Ni pensar en acostarse, o tan siquiera sentarse todos. Se
decidió sentarse por turno. El aire estaba enrarecido. Felices aquellos que se
encontraban cerca de una ventana y veían desfilar el paisaje en flor.
Al cabo de dos horas de viaje, comenzó a torturarnos la sed.
Después el calor se volvió insoportable.
Liberados de toda interdicción social, los jóvenes se
entregaban abiertamente a sus instintos y, a favor de la oscuridad, se unían en
medio de nosotros, despreocupados de todo, solos en el mundo. Los demás
simulaban no ver nada. Nos quedaban provisiones. Pero nunca se comía hasta
satisfacer el hambre. Economizar era nuestro lema, economizar para el día
siguiente. El día siguiente podía ser peor todavía.

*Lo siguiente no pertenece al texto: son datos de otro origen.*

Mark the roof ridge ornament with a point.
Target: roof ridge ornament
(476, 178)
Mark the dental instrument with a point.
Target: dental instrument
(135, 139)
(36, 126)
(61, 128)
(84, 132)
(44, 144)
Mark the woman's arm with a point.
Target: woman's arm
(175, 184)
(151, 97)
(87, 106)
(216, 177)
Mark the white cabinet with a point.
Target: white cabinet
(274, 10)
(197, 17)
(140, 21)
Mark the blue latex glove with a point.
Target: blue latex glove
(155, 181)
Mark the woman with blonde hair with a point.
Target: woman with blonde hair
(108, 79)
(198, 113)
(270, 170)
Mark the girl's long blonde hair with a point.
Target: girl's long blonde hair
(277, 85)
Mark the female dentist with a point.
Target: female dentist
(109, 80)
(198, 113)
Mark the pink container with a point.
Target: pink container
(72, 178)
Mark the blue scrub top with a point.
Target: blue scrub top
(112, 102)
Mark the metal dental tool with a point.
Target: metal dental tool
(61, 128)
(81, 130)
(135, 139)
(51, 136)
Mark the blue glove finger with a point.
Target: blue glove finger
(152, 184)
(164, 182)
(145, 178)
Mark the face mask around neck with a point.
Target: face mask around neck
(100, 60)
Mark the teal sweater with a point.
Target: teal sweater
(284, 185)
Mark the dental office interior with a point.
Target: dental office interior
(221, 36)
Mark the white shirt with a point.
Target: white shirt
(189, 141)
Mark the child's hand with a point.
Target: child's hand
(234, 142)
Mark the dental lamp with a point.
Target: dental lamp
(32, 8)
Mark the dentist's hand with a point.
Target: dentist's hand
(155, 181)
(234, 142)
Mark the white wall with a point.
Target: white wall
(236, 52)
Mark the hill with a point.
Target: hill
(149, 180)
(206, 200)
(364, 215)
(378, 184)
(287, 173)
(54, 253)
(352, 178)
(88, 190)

El tren se detuvo en Kashau, una pequeña ciudad en la
frontera checoslovaca. Comprendimos entonces que no nos íbamos a quedar en
Hungría. Nuestros ojos se abrieron demasiado tarde.
La puerta del vagón se corrió. Se presentó un oficial alemán
acompañado por un teniente húngaro, que traduciría sus palabras:
—Desde este momento ustedes están bajo la autoridad del
Ejército alemán. Aquel que todavía posea oro, plata, relojes, tendrá que
entregarlos ahora. Aquel a quien después se le encuentre cualquiera de estas
cosas será fusilado inmediatamente. Segundo: aquel que se encuentra enfermo
puede pasar al vagón-hospital. Eso es todo.
El teniente húngaro pasó entre nosotros con una canastilla y
recogió los últimos bienes de aquellos que no querían sentir más el gusto
amargo del terror.
—Ustedes son ochenta en el vagón —agregó el oficial alemán—.
Si falta alguno, todos serán fusilados como perros…
Se fueron. Las puertas volvieron a cerrarse. Habíamos caído
en la trampa hasta el cuello. Las puertas estaban clavadas, el camino de
retorno definitivamente cortado. El mundo era un vagón herméticamente cerrado.
Con nosotros estaba cierta señora Schächter, mujer de unos
cincuenta años, y su hijo, de diez, acurrucados en un rincón. Su marido y sus
dos hijos mayores habían sido deportados en el primer transporte, por error.
Esa separación la había trastornado por completo.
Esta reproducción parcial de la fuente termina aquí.